Attention: there are cases when unscrupulous doctors in dubious clinics prescribe unnecessary therapeutic procedures. They not only require serious financial investments, but can also provoke serious complications!

Another indicative marker is CA-125. It grows in the blood of women who have ovarian cancer, but can increase in a large number of other pathologies not related to oncology.

Medicine knows of cases when, in the late stages of the formation of malignant neoplasms in the ovaries, a blood test did not show deviations in the results of any of the 28 protein compounds specific to this disease.
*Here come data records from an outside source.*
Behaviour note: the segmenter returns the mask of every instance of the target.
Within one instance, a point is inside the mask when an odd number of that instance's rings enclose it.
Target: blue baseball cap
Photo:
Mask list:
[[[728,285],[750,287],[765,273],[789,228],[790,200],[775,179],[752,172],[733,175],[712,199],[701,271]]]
CA-125 is not recommended for testing in the initial stages of the disease in the absence of characteristic symptoms. To analyze the course of the diagnosed pathology, it is considered together with other proteins, as well as ultrasound results.

As part of a comprehensive examination, women with poor heredity or gene mutations need to take tumor markers every six months.

In general, the question of how much one can trust tumor markers remains open today. When interpreting research results, you should pay attention to a number of factors that can distort the data:

  • the level of protein content is affected by inflammatory diseases in acute or chronic form;
  • CA-125 increases during menstruation;
  • smokers are characterized by a twofold increase in the CEA index;
  • A normal test result does not guarantee the absence of a tumor.

These are the most common nuances, but there may be other “subtleties”. Only a qualified doctor who can correctly decipher the results can understand them.

Preparing for analysis

To diagnose cancer using a blood test, material is taken from a vein. In this case, the conditions for storing the serum before the study must be observed, and it must be carried out no later than an hour after collection.

If at the time of the analysis there are signs of inflammation, then you need to report this, as the test results may become false positive. It is better to carry it out a week after the process has subsided. The same applies to the period of menstruation.

You should not drink alcohol the day before the test.

Taking ascorbic acid, some hormonal drugs, nitrates and other medications can also affect the level of OM. The doctor will tell you how long before the test you should stop taking them.

It is better to take all subsequent tests in the same laboratory so that the dynamics can be assessed.